No que diz respeito à taxa de crédito imobiliário, a situação se flexibiliza ligeiramente. Após um pico de 4,20 % no final de 2023, a média recua para 3,62 % em setembro de 2024, sob o efeito de uma política monetária mais branda (taxas diretores a 3,40 % em novembro de 2024). Os candidatos à compra aproveitam esse respiro, mas a perda de capacidade de empréstimo nos últimos dois anos permanece palpável. Os bancos, por sua vez, continuam a filtrar os processos com rigor.

A legislação também está prestes a mudar: várias medidas estão em preparação para 2025 e 2026. Novas leis sobre habitação, incentivos à renovação, controles reforçados sobre os anúncios: o setor afina suas práticas. As últimas publicações dos notários, em Paris e na Île-de-France, confirmam a queda dos preços, sem reequilíbrio do poder de compra das famílias.

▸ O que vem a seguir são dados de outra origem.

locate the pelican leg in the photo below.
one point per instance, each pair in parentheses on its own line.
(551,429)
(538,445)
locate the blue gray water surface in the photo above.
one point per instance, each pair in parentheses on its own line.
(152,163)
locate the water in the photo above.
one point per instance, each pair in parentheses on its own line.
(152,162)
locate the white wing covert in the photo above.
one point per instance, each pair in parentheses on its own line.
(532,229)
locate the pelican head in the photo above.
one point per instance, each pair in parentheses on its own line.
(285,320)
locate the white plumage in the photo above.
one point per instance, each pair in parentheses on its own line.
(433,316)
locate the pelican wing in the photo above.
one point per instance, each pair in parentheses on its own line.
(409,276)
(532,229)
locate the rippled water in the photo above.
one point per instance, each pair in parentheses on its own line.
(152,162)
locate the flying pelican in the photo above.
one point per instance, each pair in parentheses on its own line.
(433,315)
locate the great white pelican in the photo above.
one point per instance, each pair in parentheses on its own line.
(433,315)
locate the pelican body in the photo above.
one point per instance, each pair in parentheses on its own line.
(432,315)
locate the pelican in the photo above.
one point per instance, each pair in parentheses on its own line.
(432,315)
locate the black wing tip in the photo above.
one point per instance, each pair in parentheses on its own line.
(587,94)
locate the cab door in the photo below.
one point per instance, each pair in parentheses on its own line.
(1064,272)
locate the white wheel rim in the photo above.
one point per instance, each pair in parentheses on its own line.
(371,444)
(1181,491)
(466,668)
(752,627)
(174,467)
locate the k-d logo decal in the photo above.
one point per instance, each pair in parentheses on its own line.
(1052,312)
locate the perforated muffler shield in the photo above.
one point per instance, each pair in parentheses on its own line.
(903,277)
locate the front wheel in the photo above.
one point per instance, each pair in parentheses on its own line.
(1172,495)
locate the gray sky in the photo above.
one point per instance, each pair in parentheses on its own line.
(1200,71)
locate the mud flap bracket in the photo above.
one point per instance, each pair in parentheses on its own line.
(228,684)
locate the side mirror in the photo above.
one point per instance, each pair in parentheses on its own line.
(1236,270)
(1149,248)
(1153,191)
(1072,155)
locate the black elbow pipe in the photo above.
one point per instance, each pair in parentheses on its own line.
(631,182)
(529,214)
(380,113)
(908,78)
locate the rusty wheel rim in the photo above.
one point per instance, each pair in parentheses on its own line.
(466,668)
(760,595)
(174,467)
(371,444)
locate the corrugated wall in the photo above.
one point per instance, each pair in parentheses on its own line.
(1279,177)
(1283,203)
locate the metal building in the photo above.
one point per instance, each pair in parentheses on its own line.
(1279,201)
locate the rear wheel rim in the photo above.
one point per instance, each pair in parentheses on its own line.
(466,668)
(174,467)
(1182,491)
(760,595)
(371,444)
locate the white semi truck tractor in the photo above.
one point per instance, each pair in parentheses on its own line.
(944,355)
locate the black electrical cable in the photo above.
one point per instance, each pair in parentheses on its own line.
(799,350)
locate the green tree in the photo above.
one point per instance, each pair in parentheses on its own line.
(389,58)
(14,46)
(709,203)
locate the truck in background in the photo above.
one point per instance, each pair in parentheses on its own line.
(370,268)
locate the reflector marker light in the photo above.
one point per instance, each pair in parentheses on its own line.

Aqui estão as mudanças principais a serem integradas em suas reflexões imobiliárias para este ano:

  • DPE renovado: obrigações aumentadas para alugar um imóvel
  • Taxas de crédito em queda, mas acesso ao empréstimo ainda seletivo
  • Evoluções regulatórias esperadas em dois anos

Casal jovem discutindo com um agente em um apartamento iluminado

Dicas práticas para se adaptar e antecipar as mudanças do setor imobiliário

O mercado imobiliário mudou de rosto, sob o efeito combinado da queda do poder de compra e do aumento das taxas de crédito. Menos transações: 875 000 vendas em 2023, longe das 1,2 milhão de 2021. Nesse contexto, a prudência e a estratégia se impõem em cada etapa do percurso, seja para comprar, alugar ou investir.

Antes de se lançar, é preciso examinar com precisão o mercado local e suas particularidades. Exemplo: em Paris, o metro quadrado de um apartamento está a 10 187 €, contra 3 237 € em Essonne. As disparidades são consideráveis. As cidades médias e as estações balneárias registraram progressões marcadas entre 2020 e 2021: +8,2 % e +12,9 %. A análise detalhada do setor continua sendo o melhor trunfo para aproveitar uma oportunidade ou evitar uma surpresa desagradável.

O investimento locativo também exige uma revisão de seus critérios. Os imóveis com terraço, varanda ou jardim atraem mais do que antes, e o desempenho energético não é mais um detalhe: ele condiciona a locação, pesa sobre o valor na revenda e torna-se um argumento durante as negociações. Para navegar entre as exigências do DPE e as sutilezas jurídicas, o acompanhamento de um profissional do imobiliário revela-se frequentemente valioso.

A vigilância também se impõe sobre o financiamento: é aconselhável comparar as seguradoras de crédito imobiliário e avaliar o custo total do crédito, sem negligenciar as taxas adicionais. Os honorários de agência variam fortemente segundo as redes e as zonas geográficas: integrá-los no início do projeto evita muitas decepções. Por fim, adaptar suas exigências continua sendo a chave: priorizar um espaço externo, aceitar se afastar dos centros urbanos, estimar o potencial de renovação… tantos alavancadores a serem acionados quando cada euro conta.

O mercado imobiliário não para de se reinventar, entre movimentos de preços, novas regulamentações e expectativas em mudança. Adaptar-se é recusar a inação. Porque aqui, a única certeza é que tudo pode ainda mudar amanhã.